フェリはそっと手を伸ばした。彼女は開かれたままの犬の瞼を閉じてやる。
クーシュナはその隣で山高帽をだすと胸に押し当てた。追いついたトローがひらりとその肩に止まる。何かを尋ねるように顔を寄せてきたトローに、クーシュナは囁いた。
「珍しいことをする、か? まぁ、な。同じ従者として敬意を表すべきだと思ってな」
彼の隣でフェリも手を組みあわせ、目を閉じた。彼女は赤く染まった服が更に汚れるのにも構わずに、血溜まりにひざまずいて祈り続ける。やがて彼女は小さく呟いた。
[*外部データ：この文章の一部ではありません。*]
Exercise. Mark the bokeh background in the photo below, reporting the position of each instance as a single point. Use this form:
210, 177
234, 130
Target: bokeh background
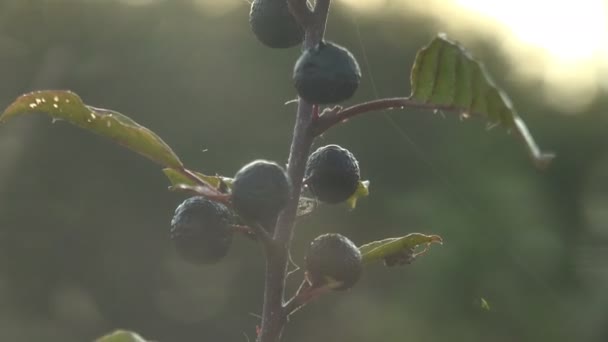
84, 223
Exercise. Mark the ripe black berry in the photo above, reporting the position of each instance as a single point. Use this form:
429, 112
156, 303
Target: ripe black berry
273, 24
332, 174
260, 191
326, 73
201, 230
335, 257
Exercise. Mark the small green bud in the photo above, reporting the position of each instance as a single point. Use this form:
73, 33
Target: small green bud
260, 191
333, 257
274, 25
326, 73
201, 230
332, 174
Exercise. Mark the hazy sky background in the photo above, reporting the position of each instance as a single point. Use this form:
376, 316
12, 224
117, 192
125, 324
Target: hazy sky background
563, 44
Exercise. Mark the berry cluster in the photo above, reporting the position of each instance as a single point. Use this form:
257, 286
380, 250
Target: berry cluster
323, 74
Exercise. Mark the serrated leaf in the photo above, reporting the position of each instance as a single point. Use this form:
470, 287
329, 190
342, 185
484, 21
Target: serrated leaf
121, 336
66, 105
177, 177
362, 191
446, 75
484, 304
396, 250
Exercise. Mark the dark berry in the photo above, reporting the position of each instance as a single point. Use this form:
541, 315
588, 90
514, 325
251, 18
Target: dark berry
332, 174
201, 230
260, 192
333, 257
326, 73
274, 25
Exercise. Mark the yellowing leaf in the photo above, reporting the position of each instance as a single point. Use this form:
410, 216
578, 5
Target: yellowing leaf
65, 105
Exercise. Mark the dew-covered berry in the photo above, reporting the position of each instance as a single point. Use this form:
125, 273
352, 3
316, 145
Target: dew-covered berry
201, 230
260, 191
274, 25
332, 174
333, 257
326, 73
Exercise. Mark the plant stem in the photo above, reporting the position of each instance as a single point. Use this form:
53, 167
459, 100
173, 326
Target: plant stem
274, 314
333, 116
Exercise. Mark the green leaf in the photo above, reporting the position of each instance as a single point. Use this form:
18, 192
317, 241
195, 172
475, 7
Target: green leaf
362, 191
65, 105
121, 336
399, 250
484, 304
177, 177
446, 76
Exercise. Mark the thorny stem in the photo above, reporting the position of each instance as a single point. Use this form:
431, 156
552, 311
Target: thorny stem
333, 116
274, 313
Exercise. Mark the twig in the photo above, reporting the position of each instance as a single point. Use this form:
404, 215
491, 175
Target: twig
274, 315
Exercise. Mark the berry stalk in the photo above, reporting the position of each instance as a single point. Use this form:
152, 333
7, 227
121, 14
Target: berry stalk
274, 313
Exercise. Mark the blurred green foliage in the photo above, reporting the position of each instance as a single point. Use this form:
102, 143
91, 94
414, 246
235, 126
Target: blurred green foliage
84, 223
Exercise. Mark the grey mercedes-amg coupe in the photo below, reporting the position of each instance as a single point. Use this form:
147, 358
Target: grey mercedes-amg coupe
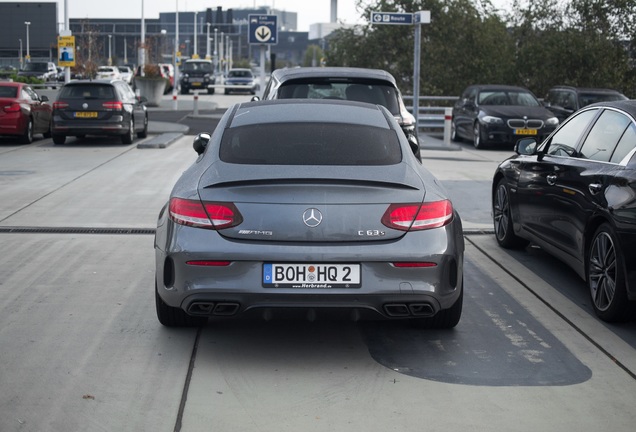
311, 208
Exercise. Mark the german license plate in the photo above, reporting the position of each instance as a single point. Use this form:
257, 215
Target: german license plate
311, 275
525, 131
85, 114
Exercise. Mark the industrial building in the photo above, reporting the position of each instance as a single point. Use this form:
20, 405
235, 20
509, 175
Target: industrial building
120, 39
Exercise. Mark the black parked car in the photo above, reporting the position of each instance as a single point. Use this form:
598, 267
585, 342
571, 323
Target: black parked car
99, 107
489, 114
197, 75
563, 101
358, 84
575, 196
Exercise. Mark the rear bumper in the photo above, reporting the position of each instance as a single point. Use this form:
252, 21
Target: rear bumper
82, 127
504, 134
12, 124
386, 291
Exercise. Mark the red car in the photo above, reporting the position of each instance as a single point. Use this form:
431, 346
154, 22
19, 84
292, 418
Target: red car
23, 113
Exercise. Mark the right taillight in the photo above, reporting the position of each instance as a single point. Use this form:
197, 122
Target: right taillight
210, 215
114, 105
413, 217
13, 107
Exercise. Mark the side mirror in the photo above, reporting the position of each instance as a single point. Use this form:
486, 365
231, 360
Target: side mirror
526, 146
201, 142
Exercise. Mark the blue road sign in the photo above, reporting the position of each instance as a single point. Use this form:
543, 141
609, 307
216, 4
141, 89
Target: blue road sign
391, 18
263, 29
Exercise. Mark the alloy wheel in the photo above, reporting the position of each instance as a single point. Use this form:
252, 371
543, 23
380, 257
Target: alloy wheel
602, 271
501, 212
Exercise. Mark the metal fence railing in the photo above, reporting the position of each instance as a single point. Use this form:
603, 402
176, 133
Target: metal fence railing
431, 110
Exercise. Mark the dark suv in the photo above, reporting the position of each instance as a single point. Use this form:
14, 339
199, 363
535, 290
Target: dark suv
197, 74
99, 107
363, 85
563, 101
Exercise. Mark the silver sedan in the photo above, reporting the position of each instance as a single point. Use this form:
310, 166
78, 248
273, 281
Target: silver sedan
312, 209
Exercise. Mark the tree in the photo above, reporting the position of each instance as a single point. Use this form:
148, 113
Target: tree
538, 44
465, 43
314, 56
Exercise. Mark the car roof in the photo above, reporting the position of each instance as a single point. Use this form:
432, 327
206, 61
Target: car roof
308, 110
283, 75
488, 87
586, 89
629, 106
96, 81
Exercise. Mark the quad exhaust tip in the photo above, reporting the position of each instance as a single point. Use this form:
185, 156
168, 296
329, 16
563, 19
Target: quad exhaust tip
397, 310
210, 308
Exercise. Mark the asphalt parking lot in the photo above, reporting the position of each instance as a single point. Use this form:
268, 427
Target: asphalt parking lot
81, 348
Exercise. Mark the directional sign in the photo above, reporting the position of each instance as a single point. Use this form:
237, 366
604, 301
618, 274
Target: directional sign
66, 51
391, 18
263, 29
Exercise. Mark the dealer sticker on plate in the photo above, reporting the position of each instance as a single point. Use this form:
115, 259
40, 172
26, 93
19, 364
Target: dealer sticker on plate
311, 275
525, 131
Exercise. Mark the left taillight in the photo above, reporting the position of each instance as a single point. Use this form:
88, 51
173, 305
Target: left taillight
210, 215
414, 217
114, 105
13, 107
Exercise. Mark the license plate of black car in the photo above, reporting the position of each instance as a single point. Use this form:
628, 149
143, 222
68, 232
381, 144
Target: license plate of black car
525, 131
85, 114
311, 275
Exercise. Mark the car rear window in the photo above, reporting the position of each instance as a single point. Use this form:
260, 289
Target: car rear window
310, 144
239, 74
377, 94
8, 91
87, 91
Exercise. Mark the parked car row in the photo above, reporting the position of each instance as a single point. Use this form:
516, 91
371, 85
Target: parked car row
106, 107
499, 114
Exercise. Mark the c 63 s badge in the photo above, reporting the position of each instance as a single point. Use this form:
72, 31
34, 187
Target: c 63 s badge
371, 233
256, 232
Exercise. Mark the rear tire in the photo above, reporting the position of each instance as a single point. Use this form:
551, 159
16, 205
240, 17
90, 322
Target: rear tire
59, 139
47, 133
606, 277
502, 219
478, 141
144, 132
27, 136
454, 136
175, 317
129, 137
444, 319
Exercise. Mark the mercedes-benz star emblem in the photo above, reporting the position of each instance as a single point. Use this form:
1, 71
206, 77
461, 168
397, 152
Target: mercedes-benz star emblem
312, 217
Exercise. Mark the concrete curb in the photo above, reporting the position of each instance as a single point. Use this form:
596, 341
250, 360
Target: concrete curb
160, 141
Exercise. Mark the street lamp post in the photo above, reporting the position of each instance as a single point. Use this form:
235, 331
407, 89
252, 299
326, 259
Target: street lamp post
195, 54
207, 43
176, 59
142, 49
110, 53
28, 56
216, 53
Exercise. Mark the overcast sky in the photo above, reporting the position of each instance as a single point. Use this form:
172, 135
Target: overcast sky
309, 11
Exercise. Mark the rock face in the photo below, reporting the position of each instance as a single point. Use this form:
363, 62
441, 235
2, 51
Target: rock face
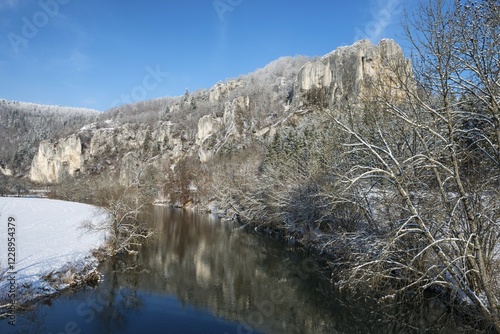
348, 73
234, 114
55, 160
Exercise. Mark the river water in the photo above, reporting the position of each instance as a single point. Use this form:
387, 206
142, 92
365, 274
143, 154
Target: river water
200, 275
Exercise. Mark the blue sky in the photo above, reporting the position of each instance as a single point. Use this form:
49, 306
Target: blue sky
100, 53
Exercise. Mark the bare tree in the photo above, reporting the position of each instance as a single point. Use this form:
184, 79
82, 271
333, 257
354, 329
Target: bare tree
444, 226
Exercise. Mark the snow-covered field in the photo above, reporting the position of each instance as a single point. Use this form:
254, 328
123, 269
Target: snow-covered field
48, 237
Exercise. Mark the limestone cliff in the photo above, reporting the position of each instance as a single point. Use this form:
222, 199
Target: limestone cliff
349, 74
55, 160
226, 118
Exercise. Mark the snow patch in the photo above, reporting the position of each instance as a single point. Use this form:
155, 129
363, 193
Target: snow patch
49, 238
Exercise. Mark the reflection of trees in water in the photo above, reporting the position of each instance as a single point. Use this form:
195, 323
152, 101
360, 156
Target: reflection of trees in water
118, 296
259, 282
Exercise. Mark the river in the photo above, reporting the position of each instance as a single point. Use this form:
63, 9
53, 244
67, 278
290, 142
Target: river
201, 275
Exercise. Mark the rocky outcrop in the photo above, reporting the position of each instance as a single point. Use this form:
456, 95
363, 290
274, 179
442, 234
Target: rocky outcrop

「バーナードさんに教えなくては。この子が彼女の守る墓地に埋めてもらえるように」
「我が花よ。墓守人とこの老犬は、果たして再会できると思うか?」
「わからない。今、彼女の魂がどこにあるのかも、誰にもわからないもの。けれど」
フェリはそっと手を伸ばした。ゆっくりと、彼女は犬の頭を撫でる。復讐を果たした犬の魂は今どこにいるのだろうか。それは誰にもわからないことだろう。それでも。
「彼らはもう、きっとどこにでも行けると思う」
二人の再会を願い、もう一度目を閉じ、開き、フェリは立ちあがった。
周りには静謐な湖が広がっている。そして、森からは霧が晴れつつあった。